Discussion Up    Down

La PT est une affection rare, sur une période de 8 ans nous n´avons recensé que deux cas. Cette rareté a été signalée par plusieurs auteurs [1-3]. La voie de contamination peut être descendante à partir d´une tuberculose du haut appareil urinaire. Elle peut aussi se faire par voie hématogène, lymphatique ou par extension directe à partir d´une structure de voisinage. La contamination après une injection intra vésicale de BCG est très rare de même que la transmission sexuelle [4]. Il a été rapporté des transmissions après des manœuvres endoscopiques trans-urétrales [3]. En cas de suspicion de tuberculose, la sérologie par le test immuno-enzymatique (Elisa) et la réaction de polymérisation en chaîne (PCR) permettent de poser le diagnostic biologique de la tuberculose avec une sensibilité respectivement de 80% et 95% [3]. Chez nos patients nous n´avons pas pensé dans un premier temps à une PT raison pour la laquelle, la sérologie tuberculeuse n´a pas été demandée. Ainsi le diagnostic de PT a été posé à l´histologie en montrant l´existence de follicules gigantocellulaires avec des cellules géantes types Langhans et des plages de nécrose caséeuse caractéristiques. Ces deux observations illustrent le polymorphisme clinique, biochimique et radiologique de la tuberculose prostatique. Comme dans la série de Kostakopoulos et al. [5] c´est l´analyse histologique des copeaux de résection qui nous a permis de poser de façon fortuite le diagnostic de PT chez le premier patient. Cette forme isolée est extrêmement rare ; décrite pour la première fois par Jasmin en 1882 [3]. Chez le deuxième patient, le diagnostic de CP, en particulier un rhabdomyosarcome, avec des métastases osseuses a été suspecté.

 

En effet l´âge jeune du patient nous a orienté vers ce type histologique rare, qui se voit habituellement chez l´adulte jeune [6]. A L´immunohistochimie les rhabdomyosarcomes montrent une positivité pour les marqueurs de différenciation musculaire ce qui permet de poser le diagnostic de certitude [6]. Il n´existe pas de signes cliniques spécifiques d´une tuberculose de la prostate, cependant des symptômes d´irritation vésicale suivis d´une hémospermie sont très évocateurs [7] de même qu´une pyurie stérile [1]. Par ailleurs, les données du toucher rectal n´ont aucun caractère spécifique et peuvent prêter à confusion avec une hypertrophie bénigne de la prostate (HBP) ou un CP [3], comme c´est le cas chez nos deux patients.
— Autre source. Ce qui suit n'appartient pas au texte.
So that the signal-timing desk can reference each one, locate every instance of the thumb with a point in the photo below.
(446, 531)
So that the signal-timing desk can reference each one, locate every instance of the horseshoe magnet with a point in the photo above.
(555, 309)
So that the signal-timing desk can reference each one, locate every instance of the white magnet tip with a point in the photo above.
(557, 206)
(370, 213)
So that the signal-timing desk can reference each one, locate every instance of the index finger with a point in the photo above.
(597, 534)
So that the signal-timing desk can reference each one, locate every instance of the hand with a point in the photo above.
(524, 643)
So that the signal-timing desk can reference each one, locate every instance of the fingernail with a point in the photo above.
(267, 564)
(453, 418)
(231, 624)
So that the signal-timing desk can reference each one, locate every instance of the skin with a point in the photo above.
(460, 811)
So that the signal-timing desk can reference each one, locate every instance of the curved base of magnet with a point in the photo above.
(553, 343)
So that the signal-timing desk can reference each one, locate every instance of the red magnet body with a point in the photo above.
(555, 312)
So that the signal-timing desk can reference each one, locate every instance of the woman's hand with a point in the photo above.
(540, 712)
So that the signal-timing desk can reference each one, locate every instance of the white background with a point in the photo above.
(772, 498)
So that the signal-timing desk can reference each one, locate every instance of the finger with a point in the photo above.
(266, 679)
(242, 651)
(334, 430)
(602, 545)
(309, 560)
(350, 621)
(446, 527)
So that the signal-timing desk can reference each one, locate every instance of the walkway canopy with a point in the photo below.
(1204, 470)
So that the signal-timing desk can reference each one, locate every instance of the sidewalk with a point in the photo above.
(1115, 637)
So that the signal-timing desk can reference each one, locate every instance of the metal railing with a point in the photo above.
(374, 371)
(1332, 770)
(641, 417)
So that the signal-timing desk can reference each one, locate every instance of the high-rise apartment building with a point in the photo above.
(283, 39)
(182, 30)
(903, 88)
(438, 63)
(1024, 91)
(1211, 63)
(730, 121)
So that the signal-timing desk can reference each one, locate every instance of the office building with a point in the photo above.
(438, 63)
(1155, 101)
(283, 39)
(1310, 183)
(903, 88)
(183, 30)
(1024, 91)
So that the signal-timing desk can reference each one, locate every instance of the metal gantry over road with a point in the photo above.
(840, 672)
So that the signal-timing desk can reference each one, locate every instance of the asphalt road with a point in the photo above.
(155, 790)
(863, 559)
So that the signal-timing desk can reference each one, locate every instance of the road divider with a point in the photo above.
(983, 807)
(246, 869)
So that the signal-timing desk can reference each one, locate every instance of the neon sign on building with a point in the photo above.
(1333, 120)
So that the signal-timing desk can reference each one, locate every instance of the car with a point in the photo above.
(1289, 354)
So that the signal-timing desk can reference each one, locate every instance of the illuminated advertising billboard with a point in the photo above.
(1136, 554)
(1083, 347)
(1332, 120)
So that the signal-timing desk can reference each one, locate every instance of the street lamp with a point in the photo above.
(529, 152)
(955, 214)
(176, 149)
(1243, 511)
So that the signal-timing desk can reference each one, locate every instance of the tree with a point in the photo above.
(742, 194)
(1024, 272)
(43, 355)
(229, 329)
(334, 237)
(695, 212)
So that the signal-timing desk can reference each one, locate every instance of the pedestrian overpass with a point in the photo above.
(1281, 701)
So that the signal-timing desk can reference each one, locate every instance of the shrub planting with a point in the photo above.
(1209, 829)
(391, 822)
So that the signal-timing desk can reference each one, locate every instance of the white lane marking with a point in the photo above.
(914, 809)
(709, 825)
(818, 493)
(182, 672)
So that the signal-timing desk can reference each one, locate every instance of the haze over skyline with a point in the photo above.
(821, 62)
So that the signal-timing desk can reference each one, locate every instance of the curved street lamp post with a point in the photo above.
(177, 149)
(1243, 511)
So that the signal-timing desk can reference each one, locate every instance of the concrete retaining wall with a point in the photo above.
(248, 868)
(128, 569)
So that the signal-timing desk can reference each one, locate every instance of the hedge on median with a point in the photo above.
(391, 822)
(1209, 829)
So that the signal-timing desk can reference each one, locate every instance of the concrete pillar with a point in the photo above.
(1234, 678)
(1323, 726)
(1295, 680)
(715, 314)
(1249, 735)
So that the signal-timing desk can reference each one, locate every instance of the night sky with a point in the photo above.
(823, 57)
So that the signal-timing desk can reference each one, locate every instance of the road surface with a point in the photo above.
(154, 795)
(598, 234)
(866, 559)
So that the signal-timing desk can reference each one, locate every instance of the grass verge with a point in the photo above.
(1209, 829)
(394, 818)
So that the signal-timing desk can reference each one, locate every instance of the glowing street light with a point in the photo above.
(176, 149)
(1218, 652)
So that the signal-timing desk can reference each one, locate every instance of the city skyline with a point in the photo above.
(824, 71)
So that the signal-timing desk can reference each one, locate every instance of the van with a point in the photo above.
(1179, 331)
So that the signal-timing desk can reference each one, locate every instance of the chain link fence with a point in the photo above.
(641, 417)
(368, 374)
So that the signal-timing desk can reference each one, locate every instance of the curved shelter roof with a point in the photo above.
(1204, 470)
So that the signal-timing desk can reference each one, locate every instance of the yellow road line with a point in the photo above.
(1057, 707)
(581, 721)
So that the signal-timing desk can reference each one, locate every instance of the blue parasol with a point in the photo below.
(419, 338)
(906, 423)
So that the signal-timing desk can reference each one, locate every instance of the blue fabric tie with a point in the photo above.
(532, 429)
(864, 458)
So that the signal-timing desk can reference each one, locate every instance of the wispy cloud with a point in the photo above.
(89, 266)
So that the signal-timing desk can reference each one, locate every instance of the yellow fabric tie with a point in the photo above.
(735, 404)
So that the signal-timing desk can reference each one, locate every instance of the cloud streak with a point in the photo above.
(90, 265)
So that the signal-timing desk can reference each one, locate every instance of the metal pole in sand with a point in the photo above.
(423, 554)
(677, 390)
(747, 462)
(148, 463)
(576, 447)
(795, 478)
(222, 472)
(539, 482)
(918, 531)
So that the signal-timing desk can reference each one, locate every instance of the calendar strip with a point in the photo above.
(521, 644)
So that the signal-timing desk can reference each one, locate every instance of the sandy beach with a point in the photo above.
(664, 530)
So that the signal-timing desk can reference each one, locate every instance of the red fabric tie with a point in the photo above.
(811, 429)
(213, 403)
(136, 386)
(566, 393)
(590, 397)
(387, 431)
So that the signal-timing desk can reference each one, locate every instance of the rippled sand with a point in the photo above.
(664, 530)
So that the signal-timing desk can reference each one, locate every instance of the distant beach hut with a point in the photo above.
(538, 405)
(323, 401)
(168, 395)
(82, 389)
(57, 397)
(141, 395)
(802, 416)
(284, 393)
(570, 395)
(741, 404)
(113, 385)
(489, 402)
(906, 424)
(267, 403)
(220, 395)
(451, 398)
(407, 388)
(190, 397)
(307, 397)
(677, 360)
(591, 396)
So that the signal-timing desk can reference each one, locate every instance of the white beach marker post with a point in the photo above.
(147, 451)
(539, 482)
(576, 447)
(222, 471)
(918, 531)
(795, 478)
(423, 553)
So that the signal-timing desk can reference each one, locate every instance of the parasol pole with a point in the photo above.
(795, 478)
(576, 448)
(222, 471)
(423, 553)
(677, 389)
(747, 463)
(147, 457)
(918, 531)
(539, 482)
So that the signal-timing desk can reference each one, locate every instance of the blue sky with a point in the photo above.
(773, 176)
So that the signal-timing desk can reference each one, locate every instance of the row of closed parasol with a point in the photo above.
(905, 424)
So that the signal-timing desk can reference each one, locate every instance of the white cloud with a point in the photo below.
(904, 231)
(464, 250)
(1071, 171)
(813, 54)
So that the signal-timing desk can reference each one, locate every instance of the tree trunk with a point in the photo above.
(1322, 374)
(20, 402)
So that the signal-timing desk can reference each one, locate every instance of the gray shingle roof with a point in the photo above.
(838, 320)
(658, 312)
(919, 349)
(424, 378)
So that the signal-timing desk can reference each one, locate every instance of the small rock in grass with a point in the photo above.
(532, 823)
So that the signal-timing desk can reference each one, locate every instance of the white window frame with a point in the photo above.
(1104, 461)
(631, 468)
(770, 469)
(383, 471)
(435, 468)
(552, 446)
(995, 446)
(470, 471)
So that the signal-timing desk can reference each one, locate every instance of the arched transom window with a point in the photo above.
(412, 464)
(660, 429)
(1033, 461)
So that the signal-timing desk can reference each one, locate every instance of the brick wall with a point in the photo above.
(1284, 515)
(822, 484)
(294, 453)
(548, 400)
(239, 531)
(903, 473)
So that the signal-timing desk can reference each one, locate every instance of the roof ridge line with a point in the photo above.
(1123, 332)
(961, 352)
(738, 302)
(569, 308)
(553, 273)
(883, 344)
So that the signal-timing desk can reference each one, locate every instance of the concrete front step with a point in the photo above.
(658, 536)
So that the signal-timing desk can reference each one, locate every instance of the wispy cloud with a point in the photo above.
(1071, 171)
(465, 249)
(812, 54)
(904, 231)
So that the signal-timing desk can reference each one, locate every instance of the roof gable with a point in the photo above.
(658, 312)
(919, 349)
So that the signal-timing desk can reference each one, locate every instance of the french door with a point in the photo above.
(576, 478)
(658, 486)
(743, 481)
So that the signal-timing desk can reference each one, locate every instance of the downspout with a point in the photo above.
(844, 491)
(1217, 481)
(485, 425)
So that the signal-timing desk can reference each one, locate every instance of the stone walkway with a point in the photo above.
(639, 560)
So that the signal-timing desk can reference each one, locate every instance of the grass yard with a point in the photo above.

De même que la clinique, les examens d´imagerie n´ont aucun caractère spécifique mais peuvent guider une biopsie de la prostate ou rechercher une autre localisation de la tuberculose [2,8]. En cas de PT, le taux de PSA peut être normal ou discrètement élevé se normalisant après le traitement anti bacillaire [3]. Le traitement de la PT est essentiellement médical et repose sur l´utilisation d´antituberculeux avec un protocole variable suivant les pays. Au Sénégal suivant les recommandations du programme national de lutte contre la tuberculose (PNLT), nous avons instauré un protocole de 6 mois ; avec une phase intensive de deux mois associant quatre antituberculeux (rifampicine, isoniazide, éthambutol et pyrazinamide) suivie d´une phase de continuation de quatre mois associant deux antituberculeux (isoniazide et rifampicine). Environ 50% à 70% des patients ayant une localisation extra-pulmonaire de la tuberculose sont immunodéprimés ; la principale cause d´immunodépression étant l´infection à VIH [8]. Comme l´a rapporté Hellig et al. [2] de même que Esa et al. [8], nous n´avons pas objectivé de facteurs d´immunodépression chez nos deux patients. Cependant la promiscuité et le bas niveau socioéconomique sont sans nul doute deux facteurs qui peuvent être incriminés dans la genèse d´une PT chez nos patients.

 

 

Conclusion Up    Down

La PT est une affection rare mais aussi atypique de par son expression clinique et radiologique ce qui en fait un diagnostic différentiel avec un CP ou une HBP. Ces observations suggèrent, devant toute pathologie tumorale prostatique, de penser à une tuberculose surtout lorsque le sujet vit en zone endémique.

 

 

Conflits d'intérêts Up    Down

Les auteurs ne déclarent aucun conflit d'intérêts.

 

 

Contributions des auteurs Up    Down

Alioune Sarr, Ousmane Sow ont contribué à la recherche bibliographique à travers une revue de la littérature et à la rédaction du manuscrit. Abdoulaye Keita, Abdelhadi Dahbi, Amath Thiam, Désiré Aubert Wambo, Abdoulaye Ndiath, Cyrille Ze Ondo, Babacar Sine, Ndiaga Seck Ndour constituaient le comité de relecture. Ils ont contribué dans la mise en forme et la correction de l'article. Abdoulaye Keita et Chérif Dial ont fourni les données anatomopathologiques. Papa Ahmed Fall, Chérif Dial et Alain khassim Ndoye ont apporté leurs contributions quant à la correction et à l'élaboration du manuscrit final. Ils constituaient le comité d'éthique ayant approuvé le document.

 

 

Figures Up    Down

Figure 1: granulome tuberculeux avec nécrose (flèche bleue) et des cellules de langhans (flèche verte) (hématoxyline éosine X 100)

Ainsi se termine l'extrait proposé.